- Genre: Documentary
- Presented by: Terry Schappert
- Country of origin: United States
- Original language: English
- No. of series: 1
- No. of episodes: 11

Production
- Running time: 60 minutes

Original release
- Network: History Channel
- Release: March 9, 2009

= Warriors (2009 TV series) =

Warriors is an American documentary series that aired on the History Channel in the United States. The show is hosted by Terry Schappert, a sergeant in the United States Army Special Forces. The show focuses on historical warrior cultures, major battles, and military leaders.

==Format==
Each episode focuses on Schappert immersing himself in a different warrior group. He talks with historians and weapons experts, samples the armor and equipment, and practices with their weaponry, all in order to learn each group's techniques and frame of mind. Each episode usually displayed a reenactment of a major "signature battle" of the warrior culture being presented.

==Episode list==

==="Braveheart"===
First shown 3 Aug. 2008.

==="Maya Armageddon"===
This episode takes us to the little-known world of the Mayan Empire. It delves into the culture, unique weaponry (like the atlatl and obsidian club), and scientific achievements of the Mayans.

==="Barbarian Massacre"===
Terry Schappert travels to Germany to learn more about Arminius, a German war chief that grew up with the Romans and studied their tactics. Arminius was able to use the Romans' own tactics against them in one of Rome's greatest defeats: the Battle of the Teutoburg Forest.

==="Viking Terror"===
Host Terry Schappert studies the tactics of the "Hell's Angels of the Middle Ages." The host studies the harsh Nordic life, raiding tactics and sailing techniques of the Vikings. The show culminates in the Viking-Saxon showdown at the Battle of Maldon.

==="Knight Fight"===
Host Terry Schappert travels to France to study the Battle at Agincourt. He looks into the tactics of the heavily armored French Knights versus the lightly armored, fast moving expeditionary army of Henry V and his secret weapon, the English Longbow.

==="Samurai Showdown"===
Terry Schappert travels to Japan and studies the honor code of the Samurai, or Bushido. He also studies the lifestyle, weaponry, tactics, and psyche of the Samurai. He also retraces the steps of the most famous ronin samurai, Miyamoto Musashi.

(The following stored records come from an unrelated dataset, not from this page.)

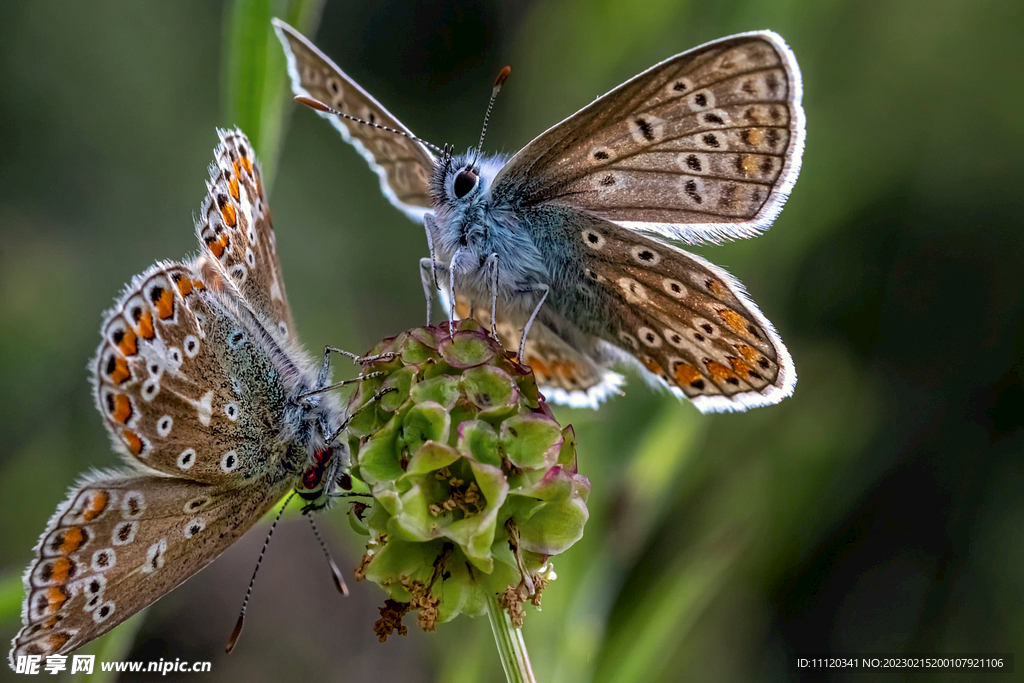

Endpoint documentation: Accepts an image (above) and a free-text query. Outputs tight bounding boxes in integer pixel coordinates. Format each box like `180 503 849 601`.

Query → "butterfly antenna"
224 490 295 654
473 67 512 166
306 513 348 598
295 95 444 154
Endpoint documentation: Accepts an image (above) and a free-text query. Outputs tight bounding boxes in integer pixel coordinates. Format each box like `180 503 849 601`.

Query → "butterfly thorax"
431 152 549 309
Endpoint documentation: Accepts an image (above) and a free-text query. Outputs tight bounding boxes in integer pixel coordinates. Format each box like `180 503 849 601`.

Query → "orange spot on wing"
705 360 736 382
174 273 191 297
125 429 142 456
154 290 174 321
82 489 109 522
57 526 85 555
736 344 761 362
642 356 665 377
111 358 131 384
220 204 239 227
46 586 68 618
111 393 132 425
674 362 703 386
718 308 746 334
46 630 71 652
138 311 157 341
729 355 754 377
206 232 230 258
50 557 74 586
118 328 138 355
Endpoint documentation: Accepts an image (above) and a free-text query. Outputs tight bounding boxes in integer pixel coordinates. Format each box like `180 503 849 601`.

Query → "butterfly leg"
485 254 504 351
420 213 438 326
449 247 465 338
516 285 551 362
299 346 395 398
420 258 437 327
327 387 397 443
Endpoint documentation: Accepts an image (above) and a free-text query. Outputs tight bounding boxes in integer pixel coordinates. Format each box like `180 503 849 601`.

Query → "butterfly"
273 19 804 412
10 130 351 666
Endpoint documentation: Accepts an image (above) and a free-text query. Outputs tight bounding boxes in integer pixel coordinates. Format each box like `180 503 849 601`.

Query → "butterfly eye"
455 168 476 200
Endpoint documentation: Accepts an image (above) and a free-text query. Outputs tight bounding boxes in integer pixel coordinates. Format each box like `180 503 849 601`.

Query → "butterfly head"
295 440 352 510
430 150 505 209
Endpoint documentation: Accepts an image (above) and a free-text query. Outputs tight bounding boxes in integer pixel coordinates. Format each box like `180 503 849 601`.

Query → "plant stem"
487 595 537 683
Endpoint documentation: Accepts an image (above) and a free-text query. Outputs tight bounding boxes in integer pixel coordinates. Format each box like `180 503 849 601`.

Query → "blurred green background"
0 0 1024 683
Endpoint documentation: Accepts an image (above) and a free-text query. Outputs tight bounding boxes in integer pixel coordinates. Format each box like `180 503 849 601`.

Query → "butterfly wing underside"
494 31 804 243
273 18 434 221
567 213 797 413
10 471 290 665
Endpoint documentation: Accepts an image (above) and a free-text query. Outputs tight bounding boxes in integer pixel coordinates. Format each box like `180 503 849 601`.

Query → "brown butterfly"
10 131 351 667
273 19 804 412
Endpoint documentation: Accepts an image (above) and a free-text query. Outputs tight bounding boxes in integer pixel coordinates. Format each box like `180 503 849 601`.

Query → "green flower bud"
348 319 590 640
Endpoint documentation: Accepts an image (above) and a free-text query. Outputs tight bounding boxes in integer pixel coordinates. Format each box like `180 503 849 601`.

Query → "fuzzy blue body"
430 152 610 343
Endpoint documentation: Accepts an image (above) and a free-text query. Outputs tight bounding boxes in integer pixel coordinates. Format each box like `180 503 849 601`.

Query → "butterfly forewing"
456 296 625 408
568 214 796 412
93 263 284 483
494 32 804 242
11 472 290 661
196 131 295 341
273 19 434 220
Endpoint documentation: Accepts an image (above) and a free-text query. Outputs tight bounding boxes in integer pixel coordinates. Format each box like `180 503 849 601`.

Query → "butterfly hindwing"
273 18 434 221
567 214 797 412
494 31 804 242
10 471 292 663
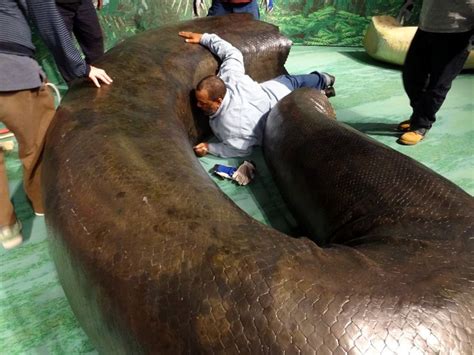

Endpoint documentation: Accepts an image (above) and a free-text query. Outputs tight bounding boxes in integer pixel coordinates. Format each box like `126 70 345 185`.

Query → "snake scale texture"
43 15 474 354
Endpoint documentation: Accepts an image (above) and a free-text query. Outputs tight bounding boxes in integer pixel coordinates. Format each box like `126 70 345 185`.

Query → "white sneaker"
0 220 23 249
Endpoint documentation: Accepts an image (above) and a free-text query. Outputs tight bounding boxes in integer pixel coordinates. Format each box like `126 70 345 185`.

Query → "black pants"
56 0 104 82
402 29 473 129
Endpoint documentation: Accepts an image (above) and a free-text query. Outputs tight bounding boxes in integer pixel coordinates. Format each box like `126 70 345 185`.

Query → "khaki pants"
0 85 55 226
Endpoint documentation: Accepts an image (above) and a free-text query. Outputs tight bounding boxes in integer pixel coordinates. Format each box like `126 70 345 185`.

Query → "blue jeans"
207 0 260 20
273 72 327 91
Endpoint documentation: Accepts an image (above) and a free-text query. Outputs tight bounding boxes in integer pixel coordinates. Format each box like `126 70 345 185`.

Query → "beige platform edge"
363 16 474 69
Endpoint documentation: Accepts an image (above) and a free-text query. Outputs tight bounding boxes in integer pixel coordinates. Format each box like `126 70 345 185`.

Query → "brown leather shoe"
397 120 410 132
398 128 428 145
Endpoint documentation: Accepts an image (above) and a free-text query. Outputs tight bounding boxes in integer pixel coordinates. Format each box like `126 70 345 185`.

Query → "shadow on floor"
12 184 35 241
344 122 401 137
339 51 402 71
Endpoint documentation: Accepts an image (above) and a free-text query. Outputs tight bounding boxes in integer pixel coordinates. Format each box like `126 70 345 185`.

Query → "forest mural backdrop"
36 0 419 83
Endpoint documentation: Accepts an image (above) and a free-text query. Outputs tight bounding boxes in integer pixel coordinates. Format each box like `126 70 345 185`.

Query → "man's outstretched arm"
179 31 245 76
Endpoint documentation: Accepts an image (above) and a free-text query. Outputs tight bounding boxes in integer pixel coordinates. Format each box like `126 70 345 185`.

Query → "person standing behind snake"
193 0 273 20
398 0 474 145
0 0 112 249
55 0 104 85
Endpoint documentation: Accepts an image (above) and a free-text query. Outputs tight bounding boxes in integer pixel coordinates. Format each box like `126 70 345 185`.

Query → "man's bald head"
196 75 227 116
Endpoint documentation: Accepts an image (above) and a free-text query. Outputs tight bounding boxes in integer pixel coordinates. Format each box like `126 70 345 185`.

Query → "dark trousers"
402 29 473 129
56 0 104 82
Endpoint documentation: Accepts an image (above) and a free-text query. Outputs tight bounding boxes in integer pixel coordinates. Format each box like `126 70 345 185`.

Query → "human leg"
402 29 431 117
0 85 55 213
232 0 260 20
260 72 328 104
399 31 472 145
411 32 471 129
274 71 332 91
0 148 16 227
73 0 104 64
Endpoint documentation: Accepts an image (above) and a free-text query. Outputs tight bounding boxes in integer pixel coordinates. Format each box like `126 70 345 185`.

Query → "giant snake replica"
43 15 474 354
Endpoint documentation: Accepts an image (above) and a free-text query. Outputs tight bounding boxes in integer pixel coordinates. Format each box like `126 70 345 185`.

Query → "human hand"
89 65 113 88
178 31 202 44
193 0 205 17
193 142 209 157
232 160 256 186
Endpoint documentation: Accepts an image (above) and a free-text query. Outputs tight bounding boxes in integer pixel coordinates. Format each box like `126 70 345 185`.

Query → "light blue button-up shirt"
200 33 290 158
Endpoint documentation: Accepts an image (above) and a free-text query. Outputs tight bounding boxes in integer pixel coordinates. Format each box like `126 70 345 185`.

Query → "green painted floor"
0 47 474 354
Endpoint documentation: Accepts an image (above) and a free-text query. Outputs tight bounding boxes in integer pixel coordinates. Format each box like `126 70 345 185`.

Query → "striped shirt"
0 0 90 91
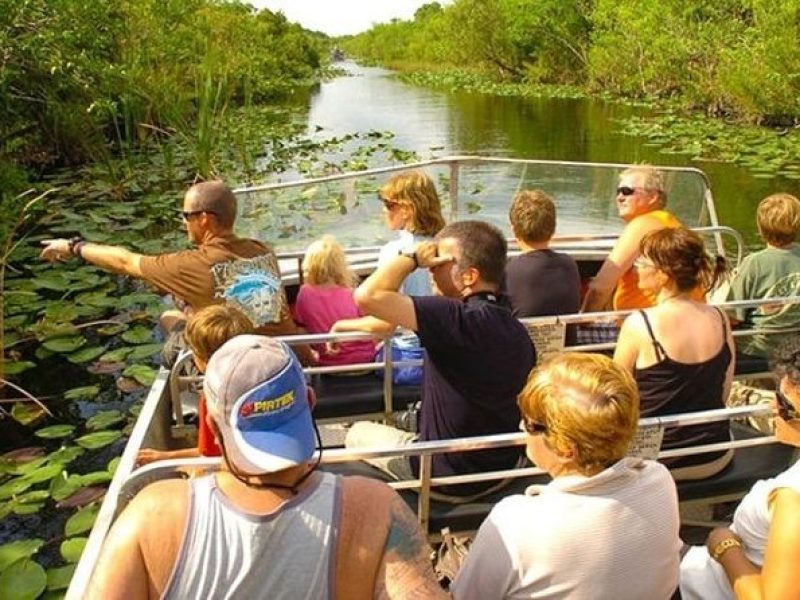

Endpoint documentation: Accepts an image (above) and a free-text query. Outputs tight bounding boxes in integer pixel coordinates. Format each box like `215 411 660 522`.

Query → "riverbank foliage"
0 0 326 214
341 0 800 126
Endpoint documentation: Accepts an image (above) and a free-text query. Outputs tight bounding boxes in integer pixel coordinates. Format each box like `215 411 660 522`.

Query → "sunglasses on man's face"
521 417 547 435
775 389 800 421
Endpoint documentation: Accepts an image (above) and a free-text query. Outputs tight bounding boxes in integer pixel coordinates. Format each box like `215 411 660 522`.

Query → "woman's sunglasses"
775 390 800 421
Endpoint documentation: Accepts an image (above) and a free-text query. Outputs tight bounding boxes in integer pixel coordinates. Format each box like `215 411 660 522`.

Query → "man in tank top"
581 165 681 312
88 335 443 600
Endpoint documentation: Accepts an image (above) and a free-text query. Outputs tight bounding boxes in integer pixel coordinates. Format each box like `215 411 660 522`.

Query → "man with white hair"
89 335 450 600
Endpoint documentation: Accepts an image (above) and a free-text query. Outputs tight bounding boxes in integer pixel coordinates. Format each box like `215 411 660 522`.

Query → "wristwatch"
711 537 742 562
397 250 419 269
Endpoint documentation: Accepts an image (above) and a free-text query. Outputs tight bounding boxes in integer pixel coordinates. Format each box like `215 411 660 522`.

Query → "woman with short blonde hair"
451 353 682 600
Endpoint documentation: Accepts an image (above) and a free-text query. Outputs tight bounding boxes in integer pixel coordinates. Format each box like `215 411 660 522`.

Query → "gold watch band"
711 538 742 562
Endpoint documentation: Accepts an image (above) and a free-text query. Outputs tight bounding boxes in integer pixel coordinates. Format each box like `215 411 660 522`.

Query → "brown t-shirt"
141 234 296 335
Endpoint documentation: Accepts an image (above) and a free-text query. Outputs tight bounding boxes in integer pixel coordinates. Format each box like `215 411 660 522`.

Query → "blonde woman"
294 235 375 366
378 171 444 296
451 353 681 600
614 227 735 479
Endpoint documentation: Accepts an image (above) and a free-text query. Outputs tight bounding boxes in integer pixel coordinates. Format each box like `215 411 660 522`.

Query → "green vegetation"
340 0 800 126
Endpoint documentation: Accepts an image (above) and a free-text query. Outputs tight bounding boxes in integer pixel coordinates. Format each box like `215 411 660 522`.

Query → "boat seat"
678 423 795 502
311 373 422 419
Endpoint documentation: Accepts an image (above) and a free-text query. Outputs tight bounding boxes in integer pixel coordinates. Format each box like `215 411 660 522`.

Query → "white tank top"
163 472 341 600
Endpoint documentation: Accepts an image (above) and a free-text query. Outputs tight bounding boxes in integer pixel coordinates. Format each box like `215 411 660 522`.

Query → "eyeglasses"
617 185 647 196
775 389 800 421
520 417 547 435
181 210 217 221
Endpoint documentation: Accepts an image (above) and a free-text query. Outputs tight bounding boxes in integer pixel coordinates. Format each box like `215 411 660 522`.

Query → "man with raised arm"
88 335 444 600
42 181 311 363
581 165 681 312
345 221 536 500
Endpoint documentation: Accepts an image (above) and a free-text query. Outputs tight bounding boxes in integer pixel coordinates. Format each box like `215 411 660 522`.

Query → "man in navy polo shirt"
346 221 536 499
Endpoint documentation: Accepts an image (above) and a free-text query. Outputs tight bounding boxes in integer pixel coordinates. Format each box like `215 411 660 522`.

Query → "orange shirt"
614 210 680 310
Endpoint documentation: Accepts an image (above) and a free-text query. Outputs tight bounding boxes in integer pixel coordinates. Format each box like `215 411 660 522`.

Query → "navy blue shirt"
411 293 536 494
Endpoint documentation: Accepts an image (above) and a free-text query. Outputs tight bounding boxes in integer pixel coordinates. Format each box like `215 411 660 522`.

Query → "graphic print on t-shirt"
211 254 286 327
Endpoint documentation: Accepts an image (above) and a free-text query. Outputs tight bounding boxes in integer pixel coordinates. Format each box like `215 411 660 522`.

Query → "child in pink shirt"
294 235 375 366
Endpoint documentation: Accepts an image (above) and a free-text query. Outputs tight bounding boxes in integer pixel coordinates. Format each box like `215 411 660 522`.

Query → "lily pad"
0 538 44 572
33 425 75 440
3 360 36 375
0 558 47 600
86 410 125 431
122 365 156 386
47 564 76 591
64 504 100 537
64 385 100 400
67 346 106 364
122 325 153 344
59 537 87 563
75 431 122 450
11 402 44 425
42 335 86 354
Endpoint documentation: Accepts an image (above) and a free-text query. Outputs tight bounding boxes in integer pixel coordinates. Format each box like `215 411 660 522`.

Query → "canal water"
252 62 800 253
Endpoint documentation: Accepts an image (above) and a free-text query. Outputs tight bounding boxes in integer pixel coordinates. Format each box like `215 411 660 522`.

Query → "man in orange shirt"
581 165 681 312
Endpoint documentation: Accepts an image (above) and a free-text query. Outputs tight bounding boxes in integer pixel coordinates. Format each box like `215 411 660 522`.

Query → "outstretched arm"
42 238 142 277
374 494 447 600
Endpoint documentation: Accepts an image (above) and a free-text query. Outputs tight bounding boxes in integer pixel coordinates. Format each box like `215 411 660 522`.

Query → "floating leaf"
42 335 86 354
75 431 122 450
64 504 100 537
86 410 125 431
33 425 75 440
0 476 33 500
59 537 86 563
0 558 47 600
56 486 108 508
128 344 162 361
47 564 76 591
11 402 44 425
122 365 156 386
24 463 64 483
100 347 133 362
0 538 44 572
67 346 106 364
3 360 36 375
64 385 100 400
122 325 153 344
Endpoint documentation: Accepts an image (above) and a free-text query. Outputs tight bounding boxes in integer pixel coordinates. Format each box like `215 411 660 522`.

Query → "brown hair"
303 235 358 287
380 171 444 236
186 180 236 229
518 352 639 473
756 194 800 247
639 227 727 292
508 190 556 243
436 221 508 288
184 304 255 362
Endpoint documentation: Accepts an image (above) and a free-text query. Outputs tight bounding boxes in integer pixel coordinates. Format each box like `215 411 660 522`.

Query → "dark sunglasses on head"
522 417 547 435
775 390 800 421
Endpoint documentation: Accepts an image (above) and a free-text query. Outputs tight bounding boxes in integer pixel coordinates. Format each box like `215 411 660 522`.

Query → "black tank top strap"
639 310 667 362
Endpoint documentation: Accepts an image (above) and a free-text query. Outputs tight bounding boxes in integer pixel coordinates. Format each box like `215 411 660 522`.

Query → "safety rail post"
383 335 394 425
448 161 460 221
417 454 433 535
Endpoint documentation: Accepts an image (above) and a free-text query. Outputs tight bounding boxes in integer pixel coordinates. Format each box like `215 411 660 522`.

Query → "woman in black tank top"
614 228 735 479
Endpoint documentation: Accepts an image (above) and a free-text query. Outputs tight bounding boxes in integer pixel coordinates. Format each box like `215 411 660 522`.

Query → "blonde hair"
184 304 255 362
756 194 800 246
508 190 556 243
303 235 358 287
518 352 639 473
380 171 444 236
619 165 667 206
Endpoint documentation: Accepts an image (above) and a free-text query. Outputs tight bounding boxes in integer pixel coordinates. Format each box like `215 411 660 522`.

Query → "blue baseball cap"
203 335 317 473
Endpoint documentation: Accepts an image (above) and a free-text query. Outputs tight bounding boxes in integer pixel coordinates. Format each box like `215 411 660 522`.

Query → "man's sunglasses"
775 390 800 421
522 417 547 435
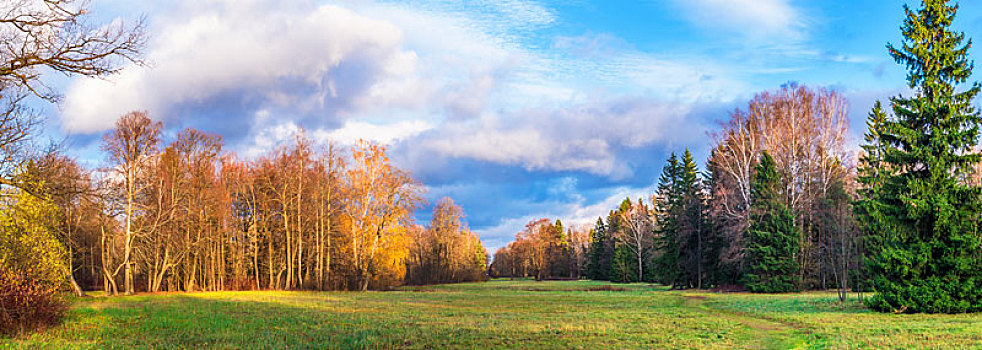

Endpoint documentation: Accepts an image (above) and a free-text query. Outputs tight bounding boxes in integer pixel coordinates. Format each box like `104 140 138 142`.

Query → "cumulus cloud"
676 0 806 38
421 98 708 177
61 1 416 133
60 0 752 252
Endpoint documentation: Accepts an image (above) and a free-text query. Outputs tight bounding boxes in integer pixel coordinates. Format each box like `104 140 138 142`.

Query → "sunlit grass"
5 280 982 348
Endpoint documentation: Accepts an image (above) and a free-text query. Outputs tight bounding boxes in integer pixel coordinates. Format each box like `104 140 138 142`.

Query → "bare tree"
0 0 146 185
618 200 654 281
103 112 161 294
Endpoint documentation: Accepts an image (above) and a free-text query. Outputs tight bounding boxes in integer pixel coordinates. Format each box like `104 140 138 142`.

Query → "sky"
38 0 982 252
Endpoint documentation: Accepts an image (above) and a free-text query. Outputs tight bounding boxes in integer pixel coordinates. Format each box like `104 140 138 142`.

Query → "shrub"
0 267 66 336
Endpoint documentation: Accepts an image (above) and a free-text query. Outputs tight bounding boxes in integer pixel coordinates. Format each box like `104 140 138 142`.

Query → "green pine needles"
859 0 982 313
743 152 801 293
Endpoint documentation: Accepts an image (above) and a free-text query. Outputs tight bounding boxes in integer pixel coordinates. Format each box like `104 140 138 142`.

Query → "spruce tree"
586 217 610 281
650 153 682 287
676 149 705 288
868 0 982 313
850 101 888 291
743 152 801 293
607 198 638 282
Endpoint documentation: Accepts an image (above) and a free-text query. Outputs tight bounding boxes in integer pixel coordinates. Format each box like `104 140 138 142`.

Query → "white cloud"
322 120 433 144
61 0 416 133
675 0 806 38
61 0 744 178
420 98 708 178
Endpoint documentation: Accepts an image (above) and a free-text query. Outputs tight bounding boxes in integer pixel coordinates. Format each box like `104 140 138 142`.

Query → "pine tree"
675 149 705 288
587 217 610 281
607 198 638 282
744 152 801 293
649 153 682 287
868 0 982 313
850 101 888 291
610 243 638 283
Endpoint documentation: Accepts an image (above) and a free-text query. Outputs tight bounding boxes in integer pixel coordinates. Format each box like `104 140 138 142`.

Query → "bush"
0 267 66 336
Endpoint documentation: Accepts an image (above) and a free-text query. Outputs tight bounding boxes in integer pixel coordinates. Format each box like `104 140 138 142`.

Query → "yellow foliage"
0 190 68 286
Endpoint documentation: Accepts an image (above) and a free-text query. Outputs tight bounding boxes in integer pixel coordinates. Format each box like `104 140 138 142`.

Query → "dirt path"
680 295 804 349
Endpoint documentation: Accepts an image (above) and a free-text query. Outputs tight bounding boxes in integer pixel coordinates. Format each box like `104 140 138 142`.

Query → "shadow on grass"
24 295 616 349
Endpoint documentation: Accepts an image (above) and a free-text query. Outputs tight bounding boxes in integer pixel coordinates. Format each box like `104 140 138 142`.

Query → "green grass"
0 280 982 349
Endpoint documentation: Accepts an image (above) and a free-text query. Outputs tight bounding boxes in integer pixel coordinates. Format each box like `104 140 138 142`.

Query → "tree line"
493 0 982 313
3 112 487 294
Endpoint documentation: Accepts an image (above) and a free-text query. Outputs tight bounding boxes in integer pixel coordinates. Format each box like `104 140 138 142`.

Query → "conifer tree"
850 101 888 291
743 152 801 293
654 153 682 287
607 198 638 282
587 217 610 281
868 0 982 313
676 149 705 288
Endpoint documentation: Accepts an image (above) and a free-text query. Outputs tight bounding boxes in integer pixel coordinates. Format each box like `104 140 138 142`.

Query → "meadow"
0 280 982 349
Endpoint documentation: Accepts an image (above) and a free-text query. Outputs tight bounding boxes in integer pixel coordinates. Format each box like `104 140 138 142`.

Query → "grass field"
0 280 982 349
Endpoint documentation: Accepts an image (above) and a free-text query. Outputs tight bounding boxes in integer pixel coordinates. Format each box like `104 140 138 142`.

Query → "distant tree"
617 200 654 282
744 152 801 293
818 181 861 301
675 149 707 288
345 141 421 290
864 0 982 313
587 217 613 281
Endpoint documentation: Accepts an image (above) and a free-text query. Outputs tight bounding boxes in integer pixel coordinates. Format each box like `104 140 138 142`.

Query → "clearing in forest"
0 280 982 349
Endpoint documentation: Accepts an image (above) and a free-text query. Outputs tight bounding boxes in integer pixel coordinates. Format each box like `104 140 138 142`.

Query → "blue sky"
46 0 982 250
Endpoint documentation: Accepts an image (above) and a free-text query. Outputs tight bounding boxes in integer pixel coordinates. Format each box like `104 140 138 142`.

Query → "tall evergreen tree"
744 152 801 293
586 217 611 281
850 101 889 291
649 153 682 287
868 0 982 313
607 198 638 282
674 149 706 288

==="The Last Crusaders"===
The rising Ottoman Empire attempts to conquer all Mediterranean trade routes, but the tiny island of Malta stands in its way. This island is also home to the fiercest knights, the Order of St. John, or Knights Hospitaller. 8,000 Knights and native Maltese fended off approx 48,000 Turkish warriors during the Siege of Malta. After the heroic stand, the capital of Malta is named after the commanding general, Jean de Valette.

==="Spartan Vengeance"===
This episode takes the viewer back to ancient Greece and follows the battles tactics of the Spartan Hoplites. Terry Schappert reenacts the brutal training, studies the mental discipline, and evaluates the superior weaponry that gave the Spartans an edge over the much larger Persian army at the Battle of Plataea.

==="Zulu Siege"===
Terry Schappert travels to Africa to learn about the rise of the Zulu Nation. He studies their unique battle tactics and culture. He also reenacts one of Britain's most humiliating losses at the Battle of Isandlwana.

==="Islands of Blood"===
This episode explores the bloody history of the beautiful Hawaiian Islands. Terry Schappert learns about the bloody hand-to-hand combat techniques and vicious weaponry (like shark tooth clubs) of the Hawaiian warriors. He also reenacts the tactics that King Kamehameha the Great used in his crushing victory at Battle of Nu'uanu Cliffs.

==="Special Forces"===
Green Beret Terry Schappert discusses the history and culture of the US Special Forces. He also studies one of the first modern special forces units: The Alamo Scouts. He tries out their weapons, like the Thompson submachine gun and M1 Garand, and reenacts their guerrilla tactics.